# Driven pheasant shoot, United Kingdom style



## gdgli (Aug 24, 2011)

Here is some video. Look for: jumping fences, steadiness, readjusting hold on a crippled pheasant (experienced dogs may roll pheasant to pickup by its back). The videographer, Alistair Mackay, has several videos which you may like.


----------



## gdgli (Aug 24, 2011)

One more video. Look for what I call the English send, young athletic Labs, more fence jumping.


----------



## nolefan (Nov 6, 2009)

THanks for sharing these, I've never seen dogs working in a group like that, they sure do know their job. The video where the deer crosses the field and the looks on all their faces is priceless. Talk about steady with a capital S. Getting to take a trip over there and see this in person would be experience of a lifetime, have you done this?


----------



## gdgli (Aug 24, 2011)

Glad you enjoyed the videos.
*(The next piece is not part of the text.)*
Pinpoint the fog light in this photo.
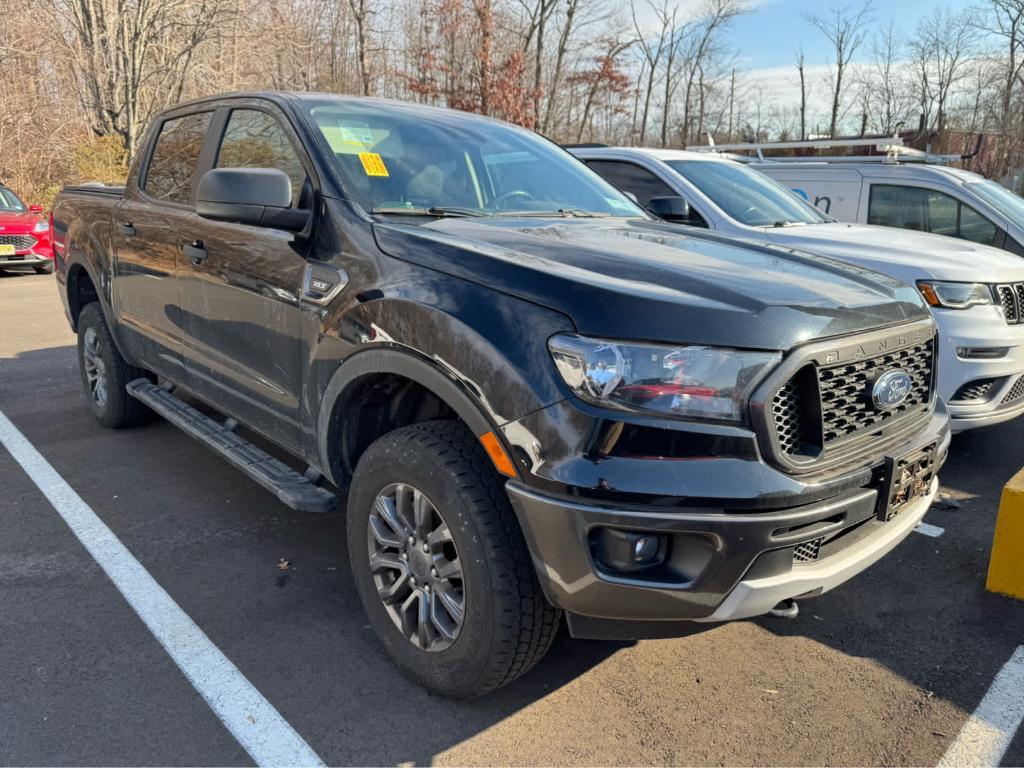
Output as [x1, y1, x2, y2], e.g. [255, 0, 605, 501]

I have not done an estate shoot. The closest I have gotten to this is the continental shoot at Spring Farm shooting preserve. Not a bad simulation. The movie THE SHOOTING PARTY captures the estate shoots from past, really special events.
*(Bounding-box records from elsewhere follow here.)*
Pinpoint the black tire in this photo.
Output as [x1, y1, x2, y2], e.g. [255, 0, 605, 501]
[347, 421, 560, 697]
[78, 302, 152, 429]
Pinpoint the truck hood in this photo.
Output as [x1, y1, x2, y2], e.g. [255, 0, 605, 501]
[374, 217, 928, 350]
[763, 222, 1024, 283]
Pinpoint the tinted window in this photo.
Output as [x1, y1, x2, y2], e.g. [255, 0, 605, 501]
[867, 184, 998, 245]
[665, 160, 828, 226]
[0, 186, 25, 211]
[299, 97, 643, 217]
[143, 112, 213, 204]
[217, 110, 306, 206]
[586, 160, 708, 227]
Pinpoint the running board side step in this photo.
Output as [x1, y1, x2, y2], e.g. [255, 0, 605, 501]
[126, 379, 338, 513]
BTW, across the pond, the walkup birdhunting we do is called "rough shooting".


----------



## fourlakes (Feb 16, 2013)

Beautiful dogs, except they’re LABS ;-)


----------



## gdgli (Aug 24, 2011)

fourlakes said:


> Beautiful dogs, except they’re LABS ;-)
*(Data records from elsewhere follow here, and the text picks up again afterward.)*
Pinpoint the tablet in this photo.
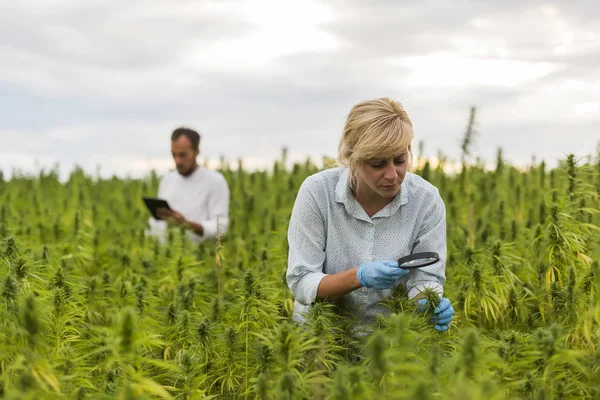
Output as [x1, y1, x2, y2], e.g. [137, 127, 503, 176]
[142, 197, 171, 220]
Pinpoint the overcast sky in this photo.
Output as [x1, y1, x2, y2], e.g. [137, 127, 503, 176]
[0, 0, 600, 176]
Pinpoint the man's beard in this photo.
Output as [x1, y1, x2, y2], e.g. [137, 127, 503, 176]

Mackay likes Labs. There is some video showing Spaniels, what looks like a lurcher, and Goldens. However he does not show the Goldens retrieving. The Goldens are definitely working Goldens.


----------



## nolefan (Nov 6, 2009)

These dogs are gorgeous and so fit, it's beautiful to see. I figured we could forgive them for not being GOldens, after all, no one is perfect


----------



## Alaska7133 (May 26, 2011)

In the UK, it's funny they call their field goldens, working golden retrievers. I think that's a great phrase. 

I have a question
What's a peg? A place, a thing, what?


----------



## MillionsofPeaches (Oct 30, 2012)

I really enjoy the comaradery and fun the English seem to have with their field dogs. Its different here I think.


----------



## gdgli (Aug 24, 2011)

Alaska7133 said:


> In the UK, it's funny they call their field goldens, working golden retrievers. I think that's a great phrase.
> 
> I have a question
> What's a peg? A place, a thing, what?


A peg may also be called a stand or butt. At our shoots some stands are protected by hay bales or earthen walls. That is where the shooters stand.


----------